Passenger ID checks anger MP
Isles MP Alistair Carmichael is accusing the Home Office of planning to impose more stringent identification checks on passengers travelling on ferries to and from the mainland.
Home secretary Jacqui Smith published a new counter-terrorism strategy, known as CONTEST, in late March. Mr Carmichael is now highlighting the fact that the document states that a further announcement will be made this year on “new police powers to collect advanced passenger data on some domestic air and sea journeys”.
Mr Carmichael said: “It is wholly unacceptable that people living in the Northern Isles are to have their access to lifeline transport restricted for no good reason. It is already in my view excessive that we should have to produce photo ID on the ferries, and that the Home office now wants to prescribe what that photo ID should be takes it to a new level.

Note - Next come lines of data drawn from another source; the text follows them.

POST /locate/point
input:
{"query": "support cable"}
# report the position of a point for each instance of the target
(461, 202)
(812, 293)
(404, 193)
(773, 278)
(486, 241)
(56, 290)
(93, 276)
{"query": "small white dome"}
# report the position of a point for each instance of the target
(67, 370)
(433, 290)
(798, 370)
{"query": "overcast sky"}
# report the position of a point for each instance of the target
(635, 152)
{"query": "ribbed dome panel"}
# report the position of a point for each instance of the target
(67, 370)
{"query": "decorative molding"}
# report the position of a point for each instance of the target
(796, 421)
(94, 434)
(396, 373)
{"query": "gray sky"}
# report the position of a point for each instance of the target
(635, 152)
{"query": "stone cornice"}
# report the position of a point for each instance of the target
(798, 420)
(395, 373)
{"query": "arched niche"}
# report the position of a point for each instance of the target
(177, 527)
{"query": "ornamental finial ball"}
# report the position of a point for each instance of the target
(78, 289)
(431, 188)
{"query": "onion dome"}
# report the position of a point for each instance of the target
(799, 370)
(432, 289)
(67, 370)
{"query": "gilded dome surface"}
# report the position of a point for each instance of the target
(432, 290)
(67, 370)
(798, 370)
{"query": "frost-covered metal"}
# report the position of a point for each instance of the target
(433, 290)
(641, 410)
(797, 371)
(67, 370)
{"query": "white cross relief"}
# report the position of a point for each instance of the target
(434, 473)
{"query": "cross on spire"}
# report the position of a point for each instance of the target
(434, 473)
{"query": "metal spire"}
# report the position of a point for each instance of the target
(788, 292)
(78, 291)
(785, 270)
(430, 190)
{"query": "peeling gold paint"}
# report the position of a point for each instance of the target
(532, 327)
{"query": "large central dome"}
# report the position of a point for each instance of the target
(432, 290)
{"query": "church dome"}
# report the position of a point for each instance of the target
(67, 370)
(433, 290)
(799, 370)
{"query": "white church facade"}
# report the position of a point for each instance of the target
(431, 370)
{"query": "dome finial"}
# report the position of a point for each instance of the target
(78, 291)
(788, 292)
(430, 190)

“This is something which requires the broadest opposition from local people and I shall be encouraging as many local people and organisations as possible to respond to the Home Office.”
Mr Carmichael has written to the home secretary, the transport minister and the Scottish secretary outlining his opposition to the plans and asking for an explanation as to how making island residents provide more detailed identification before they travel to the mainland or adjacent islands will make the UK safer from terrorism.
But a Home Office spokeswoman said there would not be any substantive change in identification checks as a result of the new strategy. She said: “We will not be requiring passport checks for ferry trips to Scottish Islands. e-Borders applies to international journeys only.
“While the Police and Justice Act 2006 gives the police the power, subject to commencement through secondary legislation, to require a carrier, on request, to capture passenger and crew identity.
“The government intends to use these powers on routes between Great Britain and Northern Ireland only. This is to strengthen counter-terrorism checks on international travellers who attempt to evade checks by travelling through the Republic of Ireland into or out of the UK.”